[ome-devel] Fwd: File format for large data sets stored at multiple resolutions

Jason Swedlow (Staff) j.r.swedlow at dundee.ac.uk
Tue May 12 09:17:19 BST 2015


Hi Nico, Johan et al-

Apologies for the delay in responding.  Nico’s email started a lot of discussion in the OME team.  I saw Nico and Curtis Rueden a couple of days after this was sent at AQLM (http://www.mbl.edu/education/special-topics-courses/analytical-quantitative-light-microscopy/), and we had a long discussion about this issue over chips, salsa, and PSFs.

As many of you know, this has been a hot topic of late.  Several new and some established technologies (LSFM, DigPath, HCS and others) are now routinely generating heterogeneous (binary pixel data, metadata, and analytics) multi-dimensional, multi-TB datasets.  Within OME, we’ve been discussing how we approach this trend— whether we amend OME-TIFF, define a new format (mindful of a lot of work by others, in particular Cellh5 (http://www.cellh5.org/), BDV (http://fiji.sc/BigDataViewer), OpenSlide (http://openslide.org/) and others), or just wait for someone else to generate yet another file format (YAFF®) or in all likelihood several new file formats (SNFFs®) and doggedly support them all in Bio-Formats.  Johan’s proposed pointer-based solution is, if I have things correct, already implemented in Micro-Manager’s OME-TIFF, for exactly the reason described (apologies to Nico and the MM team if I have this incorrect— please do provide the accurate description of what is going on there if I have failed).
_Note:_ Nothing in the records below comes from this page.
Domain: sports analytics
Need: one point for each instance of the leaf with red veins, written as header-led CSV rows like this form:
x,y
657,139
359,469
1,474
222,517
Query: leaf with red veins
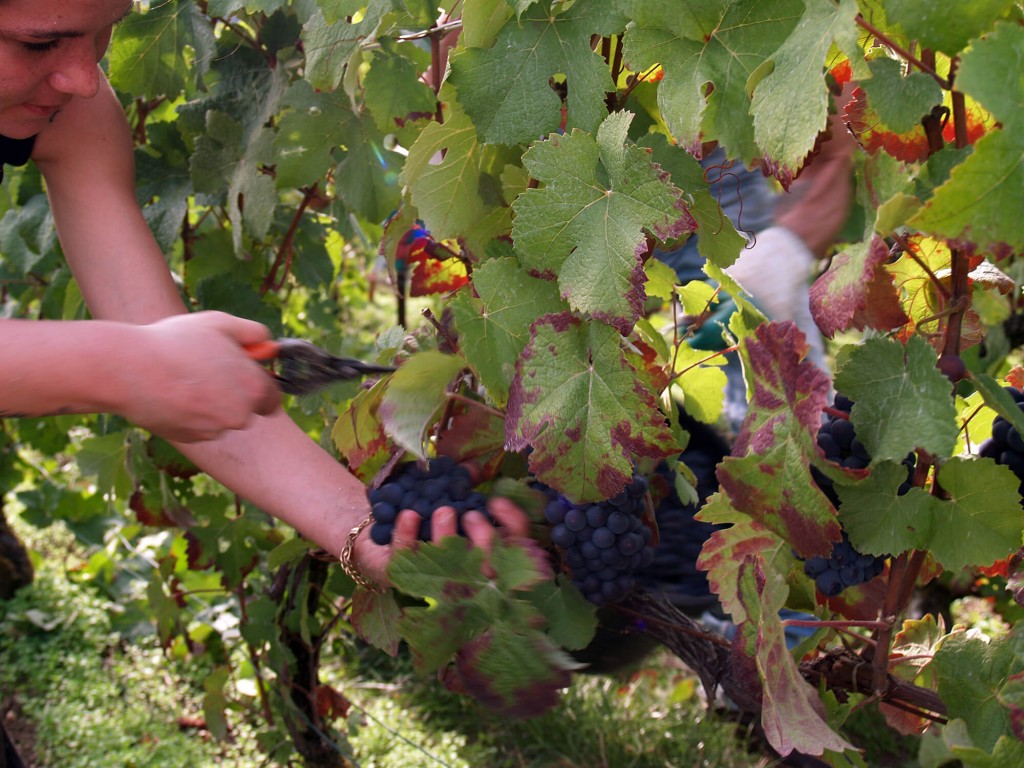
x,y
857,292
866,127
510,676
768,474
793,715
431,275
358,433
860,603
580,404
AFAICT, there is a rather old, well-worn debate between the filesystem and database camps on this issue.  To my mind, Jim Gray and colleagues captured this tension most clearly and accurately in 2005 (http://research.microsoft.com/pubs/64537/tr-2005-10.pdf).  It’s almost certainly true that both approaches will evolve side by side, and we (where we = the community) should try to develop both solutions— they each have their place and utility.  OME’s version of this is to develop a data spec (e.g., OME-TIFF), an I/O  library (Bio-Formats), and applications that use the format (OMERO).  We are committed to this stratgey  for any spec we develop.  That might explain, but not excuse, our rather slow approach on this issue.  We insist on the spec and its many implementations.

Mindful of all this, OME's priority is building tools that are as useful, generic and performant as possible.  In this case, that means developing a format that works in many different domains and that includes support for multi-res pixel sets, acquisition metadata, ROIs, trajectories, etc.  In discussing this with Nico and Curtis, we agreed the obvious— anything we build has to be done in steps.  The over-riding immediate problem that several people face is support for large, multi-res, multi-D pixel sets.  The existing (partial) solutions are worth considering, but anything we do must also support both Java and native environments— OME is committed to at least bypassing, if not removing, the barriers between the Java and native worlds, where we have the resources to do so.

We’ve added this topic to the workshops at our upcoming Users meeting and welcome input there (https://www.openmicroscopy.org/site/community/minutes/meetings/10th-annual-users-meeting-june-2015).  It looks like we will have a very strong turnout for the meeting.  We’d encourage anyone interested to join us there, but obviously also welcome input on this list, Forums, etc.  We’ll report back with our plan for addressing this very important point.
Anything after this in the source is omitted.